Hafıza konusunda yaptığım araştırmanın birçok, evvelki hayatımdan yani bir sanat muharriri ve küratör olarak çalıştığım vakitten geliyor. Ekseriyetle devlet tarafından onaylanan ve finanse edilen anıtlar, kütüphaneler, müzeler ve siyasetlerin bir sonucu olan kolektif hafızayı belirleyen ve hatta üreten olgular olarak arşivleri merak ediyordum. Ayrıyeten neyin dışarıda bırakıldığı, neyin kanon kapsamının ötesinde olduğu ve hangi bilgilerin neden bastırıldığı, bilinçsizce dışarıda bırakıldığı yahut şuurlu olarak ortadan kaldırıldığı ile ilgileniyordum. Sanat dünyasındaki çalışmalarım çoklukla daha kamusal nitelikteydi, direkt yahut dolaylı olarak siyasi ve toplumsal durumlarla ilgileniyordu – ve kurguda tıpkı fikirlerin karakterlerin kendisinde de ortaya çıkmaya başladığını gördüm.

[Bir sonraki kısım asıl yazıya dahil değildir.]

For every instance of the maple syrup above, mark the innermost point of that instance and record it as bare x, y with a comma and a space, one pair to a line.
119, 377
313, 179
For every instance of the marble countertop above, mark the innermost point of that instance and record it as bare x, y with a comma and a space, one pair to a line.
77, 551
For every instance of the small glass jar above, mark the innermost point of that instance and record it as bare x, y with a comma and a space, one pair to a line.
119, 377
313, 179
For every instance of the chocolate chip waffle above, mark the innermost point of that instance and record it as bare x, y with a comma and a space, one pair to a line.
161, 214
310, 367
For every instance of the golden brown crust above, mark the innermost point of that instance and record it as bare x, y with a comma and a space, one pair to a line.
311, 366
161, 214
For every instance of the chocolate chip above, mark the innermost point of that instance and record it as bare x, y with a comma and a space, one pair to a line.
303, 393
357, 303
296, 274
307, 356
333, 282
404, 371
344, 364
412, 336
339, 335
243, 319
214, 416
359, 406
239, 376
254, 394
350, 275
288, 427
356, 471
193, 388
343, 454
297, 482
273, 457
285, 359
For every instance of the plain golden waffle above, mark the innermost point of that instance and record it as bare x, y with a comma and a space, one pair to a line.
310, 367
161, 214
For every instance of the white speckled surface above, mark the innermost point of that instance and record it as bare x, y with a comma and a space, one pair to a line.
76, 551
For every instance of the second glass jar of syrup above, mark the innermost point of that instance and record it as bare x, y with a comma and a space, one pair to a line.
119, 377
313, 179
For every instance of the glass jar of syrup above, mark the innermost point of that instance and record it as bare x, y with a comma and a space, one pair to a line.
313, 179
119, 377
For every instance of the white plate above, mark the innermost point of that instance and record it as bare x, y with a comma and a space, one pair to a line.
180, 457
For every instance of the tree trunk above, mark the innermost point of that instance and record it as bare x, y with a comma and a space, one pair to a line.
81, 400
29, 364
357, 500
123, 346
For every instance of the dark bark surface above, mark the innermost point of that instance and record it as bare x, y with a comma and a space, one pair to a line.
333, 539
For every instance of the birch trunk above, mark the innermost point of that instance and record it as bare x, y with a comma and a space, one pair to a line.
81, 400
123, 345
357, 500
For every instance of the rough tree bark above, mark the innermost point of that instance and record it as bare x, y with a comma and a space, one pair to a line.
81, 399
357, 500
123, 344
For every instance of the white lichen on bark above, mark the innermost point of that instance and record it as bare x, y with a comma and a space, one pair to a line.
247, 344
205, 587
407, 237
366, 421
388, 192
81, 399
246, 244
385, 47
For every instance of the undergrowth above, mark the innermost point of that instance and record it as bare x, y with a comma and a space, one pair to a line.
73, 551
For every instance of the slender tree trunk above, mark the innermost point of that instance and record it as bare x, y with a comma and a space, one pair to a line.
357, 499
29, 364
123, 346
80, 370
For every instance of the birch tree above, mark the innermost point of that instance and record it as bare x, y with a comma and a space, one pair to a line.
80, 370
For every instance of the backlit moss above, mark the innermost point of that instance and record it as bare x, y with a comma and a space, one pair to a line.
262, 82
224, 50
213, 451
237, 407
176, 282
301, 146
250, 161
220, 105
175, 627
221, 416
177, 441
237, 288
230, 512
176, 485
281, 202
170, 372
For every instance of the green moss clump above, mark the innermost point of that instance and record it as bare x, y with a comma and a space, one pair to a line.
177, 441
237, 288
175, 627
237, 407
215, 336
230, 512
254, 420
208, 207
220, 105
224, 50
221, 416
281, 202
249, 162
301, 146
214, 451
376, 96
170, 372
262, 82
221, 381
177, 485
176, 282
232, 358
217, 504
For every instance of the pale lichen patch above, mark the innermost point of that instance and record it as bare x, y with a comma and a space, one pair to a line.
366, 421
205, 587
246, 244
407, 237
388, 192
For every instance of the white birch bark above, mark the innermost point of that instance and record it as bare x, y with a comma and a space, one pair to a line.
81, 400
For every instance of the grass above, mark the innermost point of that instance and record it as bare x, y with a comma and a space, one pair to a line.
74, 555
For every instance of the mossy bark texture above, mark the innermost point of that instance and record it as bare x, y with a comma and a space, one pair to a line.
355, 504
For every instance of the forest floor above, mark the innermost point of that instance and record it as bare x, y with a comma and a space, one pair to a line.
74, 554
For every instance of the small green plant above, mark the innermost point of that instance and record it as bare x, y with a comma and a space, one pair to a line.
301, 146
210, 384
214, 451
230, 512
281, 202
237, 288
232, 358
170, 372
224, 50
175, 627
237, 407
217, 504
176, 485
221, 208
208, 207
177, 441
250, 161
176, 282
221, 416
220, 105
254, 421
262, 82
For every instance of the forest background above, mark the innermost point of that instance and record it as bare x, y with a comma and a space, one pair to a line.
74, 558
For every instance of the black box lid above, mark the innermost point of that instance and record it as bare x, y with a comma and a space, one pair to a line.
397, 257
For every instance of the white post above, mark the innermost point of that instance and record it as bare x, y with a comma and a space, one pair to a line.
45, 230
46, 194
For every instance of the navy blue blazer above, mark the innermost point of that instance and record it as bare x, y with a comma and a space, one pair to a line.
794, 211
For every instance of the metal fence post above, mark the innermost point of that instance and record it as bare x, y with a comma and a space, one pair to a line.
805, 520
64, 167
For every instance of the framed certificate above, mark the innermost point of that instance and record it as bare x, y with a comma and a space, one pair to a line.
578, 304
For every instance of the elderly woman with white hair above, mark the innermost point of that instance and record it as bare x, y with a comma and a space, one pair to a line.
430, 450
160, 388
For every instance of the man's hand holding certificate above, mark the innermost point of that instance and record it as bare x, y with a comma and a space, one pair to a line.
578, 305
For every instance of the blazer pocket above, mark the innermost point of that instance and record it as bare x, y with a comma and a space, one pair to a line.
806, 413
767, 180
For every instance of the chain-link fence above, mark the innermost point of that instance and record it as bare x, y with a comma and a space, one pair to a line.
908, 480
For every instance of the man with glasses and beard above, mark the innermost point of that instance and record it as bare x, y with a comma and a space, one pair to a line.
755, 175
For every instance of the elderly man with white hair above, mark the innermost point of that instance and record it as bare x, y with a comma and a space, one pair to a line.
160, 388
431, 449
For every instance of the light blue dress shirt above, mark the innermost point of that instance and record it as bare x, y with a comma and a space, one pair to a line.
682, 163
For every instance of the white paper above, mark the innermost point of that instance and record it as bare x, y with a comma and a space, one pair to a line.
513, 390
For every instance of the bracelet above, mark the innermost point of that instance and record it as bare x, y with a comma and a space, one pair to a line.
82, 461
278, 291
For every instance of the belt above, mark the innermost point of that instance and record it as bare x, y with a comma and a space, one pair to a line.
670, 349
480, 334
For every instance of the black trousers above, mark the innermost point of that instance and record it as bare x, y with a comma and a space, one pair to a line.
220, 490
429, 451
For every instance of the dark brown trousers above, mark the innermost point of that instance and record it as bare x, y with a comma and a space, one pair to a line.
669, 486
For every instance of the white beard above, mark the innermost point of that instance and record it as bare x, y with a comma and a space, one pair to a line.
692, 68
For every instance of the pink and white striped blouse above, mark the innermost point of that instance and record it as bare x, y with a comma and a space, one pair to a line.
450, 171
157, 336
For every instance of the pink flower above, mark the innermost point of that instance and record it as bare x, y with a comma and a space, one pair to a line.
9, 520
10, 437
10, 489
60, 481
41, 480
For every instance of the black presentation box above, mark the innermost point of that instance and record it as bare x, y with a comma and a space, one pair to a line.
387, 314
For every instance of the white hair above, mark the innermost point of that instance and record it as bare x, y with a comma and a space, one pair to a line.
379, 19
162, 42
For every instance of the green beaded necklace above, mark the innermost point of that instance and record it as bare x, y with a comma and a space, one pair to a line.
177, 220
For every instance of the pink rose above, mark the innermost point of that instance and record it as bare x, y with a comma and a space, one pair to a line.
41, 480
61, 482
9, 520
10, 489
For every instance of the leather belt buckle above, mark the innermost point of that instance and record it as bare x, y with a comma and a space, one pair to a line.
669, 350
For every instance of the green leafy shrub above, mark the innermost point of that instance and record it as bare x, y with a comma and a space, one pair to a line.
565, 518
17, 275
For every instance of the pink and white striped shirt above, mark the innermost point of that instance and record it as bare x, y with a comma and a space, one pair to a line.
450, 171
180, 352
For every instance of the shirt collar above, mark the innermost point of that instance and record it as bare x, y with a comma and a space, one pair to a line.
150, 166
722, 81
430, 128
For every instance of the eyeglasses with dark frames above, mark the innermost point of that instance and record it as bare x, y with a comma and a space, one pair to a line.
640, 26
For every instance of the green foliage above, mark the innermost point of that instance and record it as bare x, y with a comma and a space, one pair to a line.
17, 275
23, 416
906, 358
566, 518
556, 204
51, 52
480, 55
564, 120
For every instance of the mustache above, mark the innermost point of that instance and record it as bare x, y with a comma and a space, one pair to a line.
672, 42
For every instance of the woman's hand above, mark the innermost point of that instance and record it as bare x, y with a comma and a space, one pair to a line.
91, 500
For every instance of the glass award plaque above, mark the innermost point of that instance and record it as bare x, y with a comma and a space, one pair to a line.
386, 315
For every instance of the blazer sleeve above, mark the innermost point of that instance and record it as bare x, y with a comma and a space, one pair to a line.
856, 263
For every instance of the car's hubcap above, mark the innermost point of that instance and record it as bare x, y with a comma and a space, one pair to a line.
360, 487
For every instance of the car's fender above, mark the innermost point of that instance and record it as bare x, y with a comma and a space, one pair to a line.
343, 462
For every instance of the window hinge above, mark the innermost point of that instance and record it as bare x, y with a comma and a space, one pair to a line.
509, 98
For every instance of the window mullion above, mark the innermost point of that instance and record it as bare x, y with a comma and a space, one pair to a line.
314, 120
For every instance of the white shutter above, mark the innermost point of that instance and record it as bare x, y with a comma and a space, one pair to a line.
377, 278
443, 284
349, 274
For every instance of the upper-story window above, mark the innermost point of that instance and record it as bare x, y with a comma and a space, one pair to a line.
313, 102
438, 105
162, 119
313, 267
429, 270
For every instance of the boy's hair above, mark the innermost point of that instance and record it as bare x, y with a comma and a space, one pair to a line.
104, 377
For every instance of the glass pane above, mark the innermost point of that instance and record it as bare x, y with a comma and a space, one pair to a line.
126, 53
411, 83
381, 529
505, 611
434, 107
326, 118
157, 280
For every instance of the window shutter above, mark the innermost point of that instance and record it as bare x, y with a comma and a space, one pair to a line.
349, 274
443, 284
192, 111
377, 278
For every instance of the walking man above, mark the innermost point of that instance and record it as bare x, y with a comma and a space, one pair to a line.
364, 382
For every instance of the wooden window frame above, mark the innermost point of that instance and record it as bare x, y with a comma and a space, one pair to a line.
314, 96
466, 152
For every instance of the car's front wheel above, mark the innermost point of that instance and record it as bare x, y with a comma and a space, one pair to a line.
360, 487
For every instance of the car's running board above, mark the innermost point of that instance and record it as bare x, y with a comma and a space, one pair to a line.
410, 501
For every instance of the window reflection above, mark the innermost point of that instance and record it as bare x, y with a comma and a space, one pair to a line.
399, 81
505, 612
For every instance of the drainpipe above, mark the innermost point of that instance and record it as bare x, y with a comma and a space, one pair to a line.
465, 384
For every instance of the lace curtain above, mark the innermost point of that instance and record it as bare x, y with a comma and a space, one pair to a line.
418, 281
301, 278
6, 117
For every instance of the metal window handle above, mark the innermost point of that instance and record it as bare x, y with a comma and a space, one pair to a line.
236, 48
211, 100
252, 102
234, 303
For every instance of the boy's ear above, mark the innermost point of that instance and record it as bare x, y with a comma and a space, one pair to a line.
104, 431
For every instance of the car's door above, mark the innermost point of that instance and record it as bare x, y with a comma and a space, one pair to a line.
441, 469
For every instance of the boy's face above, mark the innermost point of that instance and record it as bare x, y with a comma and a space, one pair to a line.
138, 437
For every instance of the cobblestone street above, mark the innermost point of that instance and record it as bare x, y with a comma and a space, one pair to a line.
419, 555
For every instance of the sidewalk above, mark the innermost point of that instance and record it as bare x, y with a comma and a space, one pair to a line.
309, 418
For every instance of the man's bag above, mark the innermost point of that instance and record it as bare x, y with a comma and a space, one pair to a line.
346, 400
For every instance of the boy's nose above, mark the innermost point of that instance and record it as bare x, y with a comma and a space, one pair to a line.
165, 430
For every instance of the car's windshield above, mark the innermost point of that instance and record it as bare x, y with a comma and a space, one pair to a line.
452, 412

Özel ve politik ayrımını hiç anlamadım. Kamuya açık yaşananların bilakis ailelerin kıssaları, yakınlar ortasındaki öyküler, bir kişinin varoluşunun gerçek siyasetini anlamanın en açık yoludur.
‘KİTABIN ÇIKTIĞI SEYAHATE İNANAMIYORUM’
Okuyucularınıza kitabınızla ilgili bir bildiri vermek isteseydiniz, bu ileti ne olurdu?
Romana ve karakterlerine vakit ayırdıkları için minnettarlığımı tabir etmek isterdim. Romanın benim olduğu kadar onların da olduğunu ve okuma tecrübelerinin, romana kattıkları hayat üzere eşsiz olacağını düşünüyorum.
Bu kitabın çıktığı seyahate inanamıyorum. Bir fikir olarak başladı, çok küçük görünen, dikkat etmeye değmeyecek bir fikirdi neredeyse. Şımarıklık, bir hayal. Edebiyat ya da yaratıcı müelliflik geçmişim yok, bu türlü bir eğitim almadım – yalnızca okumayı sevdiğimi, sözlere kaçmayı ve başımın içinde yaşamayı sevdiğimi, içimdeki dünyanın her vakit dış dünyadan daha gerçek olduğunu biliyordum. Kitapla bağ kuranlara, onunla gayret edenlere minnettarım- hatta kitaba kızdıklarında bile keyifli oluyorum.